Chapter 36: Threads of the Forgotten
The chamber of ancient records known only to the oldest of the Arcanwyn professors was hidden deep beneath the school, sealed by riddles written in languages no longer spoken aloud. Lila, Thorne, and the real Niall (now under constant watch) descended the winding staircase in silence, the tension between them thick as fog.
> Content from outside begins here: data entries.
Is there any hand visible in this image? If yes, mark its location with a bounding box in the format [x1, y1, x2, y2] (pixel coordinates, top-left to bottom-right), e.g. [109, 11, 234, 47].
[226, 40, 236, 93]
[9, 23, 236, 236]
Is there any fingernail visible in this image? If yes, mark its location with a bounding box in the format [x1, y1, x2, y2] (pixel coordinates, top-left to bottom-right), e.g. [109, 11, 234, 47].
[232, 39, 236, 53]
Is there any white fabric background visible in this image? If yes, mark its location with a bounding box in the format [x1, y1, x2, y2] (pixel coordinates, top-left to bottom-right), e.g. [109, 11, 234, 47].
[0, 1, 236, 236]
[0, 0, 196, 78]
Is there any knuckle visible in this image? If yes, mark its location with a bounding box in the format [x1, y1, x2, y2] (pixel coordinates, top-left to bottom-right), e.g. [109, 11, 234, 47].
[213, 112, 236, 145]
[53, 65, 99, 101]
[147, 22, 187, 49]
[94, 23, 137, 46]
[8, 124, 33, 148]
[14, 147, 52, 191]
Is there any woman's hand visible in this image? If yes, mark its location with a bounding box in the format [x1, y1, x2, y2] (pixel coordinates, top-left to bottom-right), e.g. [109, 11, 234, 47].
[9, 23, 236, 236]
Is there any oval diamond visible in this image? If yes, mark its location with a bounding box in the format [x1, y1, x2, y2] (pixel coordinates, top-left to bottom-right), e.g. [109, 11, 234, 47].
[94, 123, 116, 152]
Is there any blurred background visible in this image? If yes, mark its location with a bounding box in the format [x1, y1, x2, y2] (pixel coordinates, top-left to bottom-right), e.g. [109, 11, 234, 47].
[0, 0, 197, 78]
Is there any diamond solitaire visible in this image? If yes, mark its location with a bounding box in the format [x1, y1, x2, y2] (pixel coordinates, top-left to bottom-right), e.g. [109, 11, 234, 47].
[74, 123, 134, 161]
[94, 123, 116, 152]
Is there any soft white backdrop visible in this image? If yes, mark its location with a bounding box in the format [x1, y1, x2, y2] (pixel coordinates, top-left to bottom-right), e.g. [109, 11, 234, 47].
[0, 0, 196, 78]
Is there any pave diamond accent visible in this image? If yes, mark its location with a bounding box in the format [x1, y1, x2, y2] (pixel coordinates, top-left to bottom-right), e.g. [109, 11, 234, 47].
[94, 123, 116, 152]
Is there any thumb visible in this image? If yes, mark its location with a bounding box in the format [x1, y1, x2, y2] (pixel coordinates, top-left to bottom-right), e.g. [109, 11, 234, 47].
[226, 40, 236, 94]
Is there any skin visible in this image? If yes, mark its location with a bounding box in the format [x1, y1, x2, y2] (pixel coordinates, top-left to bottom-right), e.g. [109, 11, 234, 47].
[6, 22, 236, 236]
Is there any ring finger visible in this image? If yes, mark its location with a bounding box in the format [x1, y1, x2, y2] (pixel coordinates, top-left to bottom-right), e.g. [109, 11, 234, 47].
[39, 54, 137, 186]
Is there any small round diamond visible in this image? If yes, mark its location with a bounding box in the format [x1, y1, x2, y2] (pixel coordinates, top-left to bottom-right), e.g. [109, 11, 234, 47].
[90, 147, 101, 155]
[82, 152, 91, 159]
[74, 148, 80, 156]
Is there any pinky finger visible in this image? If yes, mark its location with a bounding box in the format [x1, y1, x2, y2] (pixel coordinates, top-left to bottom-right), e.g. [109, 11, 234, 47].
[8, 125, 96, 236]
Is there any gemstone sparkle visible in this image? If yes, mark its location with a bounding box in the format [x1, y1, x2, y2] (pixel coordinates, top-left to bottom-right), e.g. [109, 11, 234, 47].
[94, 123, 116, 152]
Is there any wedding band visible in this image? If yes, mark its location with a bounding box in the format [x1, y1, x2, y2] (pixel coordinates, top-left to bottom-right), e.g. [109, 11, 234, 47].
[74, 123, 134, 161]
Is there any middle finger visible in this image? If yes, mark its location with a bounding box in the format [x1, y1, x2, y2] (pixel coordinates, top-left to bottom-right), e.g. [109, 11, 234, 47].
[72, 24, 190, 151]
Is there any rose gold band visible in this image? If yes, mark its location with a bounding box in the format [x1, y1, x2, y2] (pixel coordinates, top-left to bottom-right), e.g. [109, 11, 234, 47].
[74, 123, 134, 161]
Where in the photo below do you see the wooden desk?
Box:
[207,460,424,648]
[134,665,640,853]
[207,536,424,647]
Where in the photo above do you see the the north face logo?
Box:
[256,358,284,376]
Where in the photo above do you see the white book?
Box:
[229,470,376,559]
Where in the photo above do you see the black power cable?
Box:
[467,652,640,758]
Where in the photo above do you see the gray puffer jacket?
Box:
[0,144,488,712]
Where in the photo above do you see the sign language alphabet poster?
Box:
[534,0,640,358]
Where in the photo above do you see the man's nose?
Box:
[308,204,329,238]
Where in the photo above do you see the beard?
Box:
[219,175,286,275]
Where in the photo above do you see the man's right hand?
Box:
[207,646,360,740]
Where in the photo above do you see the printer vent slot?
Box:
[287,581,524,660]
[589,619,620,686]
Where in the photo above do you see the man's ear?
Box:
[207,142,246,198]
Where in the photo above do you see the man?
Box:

Every step echoed like a countdown.
"What exactly did I unleash?" Lila finally asked, her voice low, raw from everything she had seen.
Thorne didn't look at her. "A memory. A soul that should never have survived."
"You mean… it was once human?"
"No," Thorne said sharply, her eyes gleaming in the low torchlight. "It was never truly human. But it wore one. Centuries ago, there was a pact forgotten by history, hidden in whispers. A creature of pure shadow was bound beneath Arcanwyn, beneath the Veil. You broke the Veil, Lila."
"I didn't know..."
"You were meant to."
They stopped.
Lila froze, her blood running cold. "What do you mean?"
Thorne turned slowly, her face unreadable. "Everything that's happened... your arrival, the Veil's cracking, even the journal, it was placed. Designed. You're not just tied to the prophecy, Lila. You are the prophecy."
The heavy stone doors creaked open before them, revealing a circular chamber lined with shelves of dust-laden tomes and relics that hummed with power. At the center stood an obsidian pedestal, and upon it rested a scroll sealed with the sigil of Arcanwyn—except this sigil was reversed, inverted.
Dark magic.
Forbidden.
Niall stepped forward, frowning. "What is that?"
"The Contract," Thorne said grimly. "The one that bound the creature centuries ago. It can only be read by a blood heir of the Sealed Court."
Lila looked at her.
Thorne nodded. "Your mother's side."
Heart pounding, Lila stepped toward the scroll. As her hand neared it, the ink pulsed red, like a heartbeat syncing with her own.
She unsealed it.
And the room changed.
Whispers filled the air, clawing at the edges of her sanity. The writing reshaped itself into words she shouldn't understand but did.
The creature's name was Noctareon. A god of endings. A devourer of fate.
Lila gasped as visions slammed into her a burning world, a shattered Arcanwyn, faces she knew turning to ash. And in every vision… Noctareon wore a different face.
Her own.
She staggered back.
"No," she breathed. "That's not me."
But the scroll had one final message etched in blood.
"The vessel must choose: Become the end... or seal it away with a sacrifice."